Wieder ein Klimagipfel, wieder dasselbe Lied. Wieder sang einer anders: ­Pablo Solón Romero, bis jüngst Boliviens UN-Botschafter, davor Handelsattaché, ­Sekretär der Union Südamerikanischer Nationen. Außerdem Initiator des alternativen Klimagipfels 2010. Mit Respekt übersetze ich sein Klagelied:

»Nach neun Verhandlungstagen ist klar: Dieser Film ist ein alter Hut! Der dritte Aufguss von Kopenhagen und Cancun. Dieselben Rollen. Dasselbe Skript. Wieder werden Papiere bei informellen Meetings und beim Dinner ausbaldowert. Keiner der 193 Mitgliedsstaaten ist offiziell dabei. Wieder wird man das Ergebnis in letzter Sekunde hervorzaubern. In Kopenhagen war es 2 Uhr morgens, in Cancun kam die Vorlage am letzten Tag um 5 Uhr nachmittags auf den Tisch. Wir konnten nicht diskutieren, nichtmal falsche Kommas verbessern.

Bolivens Haltung war beide Male klar: Die viel zu niedrigen Reduktionsverpflichtungen der Industrieländer bei den Emissionen werden die Temperaturen um mehr als 4 Grad Celsius ansteigen lassen. In Cancun stand Bolivien alleine da. Ich konnte nicht anders. Hätten wir dasselbe Dokument unterschreiben sollen, das wir schon in Kopenhagen abgelehnt haben? Wo wir wissen, dass jedes Jahr 350 000 Menschen in Naturkatastrophen umkommen, die der Klimawandel auslöst?
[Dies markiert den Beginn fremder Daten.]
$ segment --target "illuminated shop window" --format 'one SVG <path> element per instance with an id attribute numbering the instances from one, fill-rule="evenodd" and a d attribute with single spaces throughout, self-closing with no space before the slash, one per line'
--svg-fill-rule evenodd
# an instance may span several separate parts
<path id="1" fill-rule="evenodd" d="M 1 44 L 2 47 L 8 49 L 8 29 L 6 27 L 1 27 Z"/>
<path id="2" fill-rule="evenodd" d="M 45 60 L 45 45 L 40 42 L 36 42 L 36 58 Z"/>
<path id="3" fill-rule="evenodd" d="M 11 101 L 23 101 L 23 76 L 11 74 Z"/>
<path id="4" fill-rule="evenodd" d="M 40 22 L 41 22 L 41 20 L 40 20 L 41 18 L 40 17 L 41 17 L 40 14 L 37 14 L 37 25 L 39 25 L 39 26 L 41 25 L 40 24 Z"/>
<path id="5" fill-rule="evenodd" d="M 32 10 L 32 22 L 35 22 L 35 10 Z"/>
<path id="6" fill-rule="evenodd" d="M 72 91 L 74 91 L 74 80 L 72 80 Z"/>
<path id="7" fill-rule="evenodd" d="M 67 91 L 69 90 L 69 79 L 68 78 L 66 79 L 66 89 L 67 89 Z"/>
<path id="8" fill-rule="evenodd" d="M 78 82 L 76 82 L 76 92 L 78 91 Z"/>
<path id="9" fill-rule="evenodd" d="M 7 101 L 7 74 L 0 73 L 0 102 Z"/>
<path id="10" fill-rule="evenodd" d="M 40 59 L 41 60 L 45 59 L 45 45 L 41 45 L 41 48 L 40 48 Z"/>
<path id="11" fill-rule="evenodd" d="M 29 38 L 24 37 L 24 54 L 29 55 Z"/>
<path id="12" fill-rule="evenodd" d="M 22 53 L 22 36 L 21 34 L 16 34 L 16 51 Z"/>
Schweigen hätte uns zu Komplizen beim Völkermord und beim Mord an der Ökosphäre gemacht. Ein derart lausiges Papier zu akzeptieren, bloß um nicht allein dazustehen, wäre feige gewesen. Noch dazu, wenn man ›öffentliche Diplomatie‹ predigt und geschworen hat, die ›Erklärung von Cocha­bamba‹ der ›Weltkonferenz der Völker über Klimawandel und die Rechte von Mutter Erde‹, die wir letztes Jahr in Bolivien ausgerichtet haben, zu verteidigen.

Durban ist schlimmer als Kopenhagen und Cancun. Zwei Tage vor Konferenzende kennt niemand den genauen Text, den wir beschließen wollen. Die offiziellen Verhandlungen sind um nichts vorangekommen. Wir wiederkäuen dasselbe wie in Kopenhagen: Die entwickelten Länder wollen ihre Emissionen nach wie vor um höchstens 13 bis 17 Prozent gegenüber 1990 reduzieren. Jeder weiß: Das ist eine Katastrophe! Aber keiner empört sich, stattdessen versucht man, den Mist zu vergolden, indem man ihn in eine zweite Kyoto-Bindefrist einwickelt. Kein Strich wird in den nächsten zehn Jahren dafür getan werden, um die Emissionen zu verringern! Dazu kriegt man noch die Vollmacht für ein neues Abkommen in 2020, das weit hinter dem Kyoto-Protokoll zurückbleibt. Der Film heißt ›Das Große Entrinnen, Teil 3‹. Er zeigt, wie sich die Regierungen der reichen Länder im Komplott mit transnatio­nalen Konzernen aus ihrer Verantwortung zur Reduzierung ihrer Treibhausgasemissionen davonstehlen.

Wer wird diesmal aufstehen und den Schwindel beim Namen nennen? Oder werden tatsächlich alle stillschweigend das Remake schlucken? Traurig, aber wahr: Trotz anderem Setting und anderer Schlussszene endet der Film mit derselben Leier: Die Menschheit und Mutter Erde werden unter einem Temperaturanstieg ächzen, wie es ihn seit 800 000 Jahren nicht mehr gegeben hat.

Meine Güte! Wir wissen, dass es so ist. Dennoch: Hut ab!